I consider it an accomplishment to take a shower.
I have learned to type, and eat, one-handed.
When getting a gift for a friend, I immediately think of Hooter Hiders and diaper bouquets…until I realize that they don't have kids.
I take pictures of myself covered with barf so that I can put them in a scrapbook.
I have not done my hair for approximately 4 months.
I have Googled the lyrics for “The Fox Went Out on a Chilly Night” and “Froggy Went A’courting.”
I used my 40 bucks’ worth of Barnes and Noble Christmas gift cards on children’s books.
I eat not because I want to or because I’m hungry, but because I know that she has to eat. I also refrain from eating certain foods I like because she does not like them in lactic form.

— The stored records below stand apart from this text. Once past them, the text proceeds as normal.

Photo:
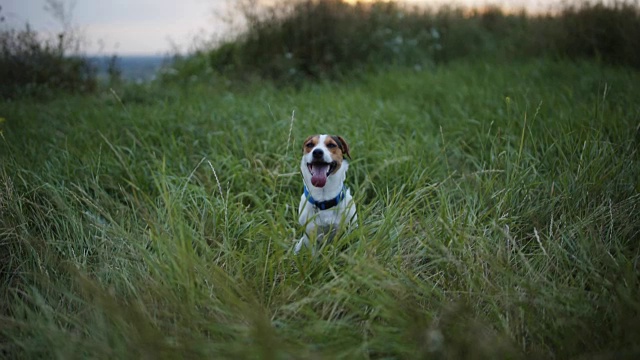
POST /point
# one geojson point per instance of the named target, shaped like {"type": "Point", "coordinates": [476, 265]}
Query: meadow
{"type": "Point", "coordinates": [498, 218]}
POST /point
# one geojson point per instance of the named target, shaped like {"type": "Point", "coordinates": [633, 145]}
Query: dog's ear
{"type": "Point", "coordinates": [305, 141]}
{"type": "Point", "coordinates": [344, 146]}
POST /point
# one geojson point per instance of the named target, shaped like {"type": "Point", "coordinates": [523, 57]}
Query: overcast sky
{"type": "Point", "coordinates": [153, 27]}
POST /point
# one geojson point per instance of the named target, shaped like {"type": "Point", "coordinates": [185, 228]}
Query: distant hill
{"type": "Point", "coordinates": [134, 68]}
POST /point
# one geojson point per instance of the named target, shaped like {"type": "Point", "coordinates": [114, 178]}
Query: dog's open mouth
{"type": "Point", "coordinates": [320, 171]}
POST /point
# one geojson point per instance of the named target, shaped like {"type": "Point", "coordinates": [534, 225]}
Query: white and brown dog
{"type": "Point", "coordinates": [326, 203]}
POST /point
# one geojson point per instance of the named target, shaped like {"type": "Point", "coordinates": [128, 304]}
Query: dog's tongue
{"type": "Point", "coordinates": [319, 175]}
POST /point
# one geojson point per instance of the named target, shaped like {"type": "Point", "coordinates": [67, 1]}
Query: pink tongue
{"type": "Point", "coordinates": [319, 175]}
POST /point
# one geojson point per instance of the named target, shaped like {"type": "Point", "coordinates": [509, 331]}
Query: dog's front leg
{"type": "Point", "coordinates": [304, 241]}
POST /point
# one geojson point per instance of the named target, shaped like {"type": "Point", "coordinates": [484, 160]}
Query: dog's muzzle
{"type": "Point", "coordinates": [320, 170]}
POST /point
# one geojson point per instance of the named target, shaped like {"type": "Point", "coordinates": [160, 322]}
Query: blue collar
{"type": "Point", "coordinates": [324, 205]}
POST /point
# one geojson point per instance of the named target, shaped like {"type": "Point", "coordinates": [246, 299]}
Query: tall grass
{"type": "Point", "coordinates": [33, 65]}
{"type": "Point", "coordinates": [498, 211]}
{"type": "Point", "coordinates": [297, 40]}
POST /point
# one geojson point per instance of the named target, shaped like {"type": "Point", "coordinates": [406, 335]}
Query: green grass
{"type": "Point", "coordinates": [498, 212]}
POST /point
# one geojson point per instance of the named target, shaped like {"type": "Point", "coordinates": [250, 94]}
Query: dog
{"type": "Point", "coordinates": [326, 204]}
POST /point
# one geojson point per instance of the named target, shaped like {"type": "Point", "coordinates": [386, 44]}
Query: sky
{"type": "Point", "coordinates": [155, 27]}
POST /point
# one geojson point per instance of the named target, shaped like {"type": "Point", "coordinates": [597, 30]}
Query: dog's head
{"type": "Point", "coordinates": [323, 157]}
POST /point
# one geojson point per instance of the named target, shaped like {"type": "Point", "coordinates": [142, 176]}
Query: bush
{"type": "Point", "coordinates": [310, 39]}
{"type": "Point", "coordinates": [31, 65]}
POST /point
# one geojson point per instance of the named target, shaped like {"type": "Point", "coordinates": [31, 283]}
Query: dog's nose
{"type": "Point", "coordinates": [318, 154]}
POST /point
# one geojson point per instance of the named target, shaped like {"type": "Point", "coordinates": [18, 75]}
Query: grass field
{"type": "Point", "coordinates": [499, 217]}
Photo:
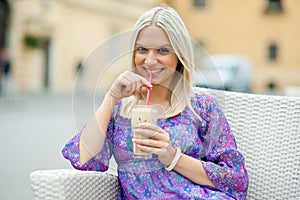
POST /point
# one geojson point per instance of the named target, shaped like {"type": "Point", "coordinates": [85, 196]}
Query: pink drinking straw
{"type": "Point", "coordinates": [149, 89]}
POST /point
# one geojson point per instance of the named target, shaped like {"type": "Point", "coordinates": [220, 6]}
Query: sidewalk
{"type": "Point", "coordinates": [33, 131]}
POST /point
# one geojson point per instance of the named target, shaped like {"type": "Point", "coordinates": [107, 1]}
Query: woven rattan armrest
{"type": "Point", "coordinates": [71, 184]}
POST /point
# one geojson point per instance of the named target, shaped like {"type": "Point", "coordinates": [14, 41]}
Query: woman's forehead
{"type": "Point", "coordinates": [153, 36]}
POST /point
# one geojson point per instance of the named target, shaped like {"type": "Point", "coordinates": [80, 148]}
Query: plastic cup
{"type": "Point", "coordinates": [142, 114]}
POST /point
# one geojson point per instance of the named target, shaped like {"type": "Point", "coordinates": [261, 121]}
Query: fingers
{"type": "Point", "coordinates": [127, 84]}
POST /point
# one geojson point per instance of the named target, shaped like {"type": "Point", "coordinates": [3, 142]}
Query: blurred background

I breastfeed during conference calls.
I breastfeed in restaurants.
I breastfeed in parking lots.
Today, a few minutes after I left to go to the bank, I realized that there was a large orange smear on my pants. After a minute, I realized what it was. Rather than turn around and go home, I found a shady spot on the library lawn to change a diaper in the nice open air. I walked the rest of the way to the bank with a poopy diaper in the stroller’s cupholder. I am still wearing the poopy pants.
So, yes. I do.
1 comment:
Hmmm, many of these are starting to be familiar to me too. I'm slowly realizing that I may never take a shower again without worrying about what my child is doing.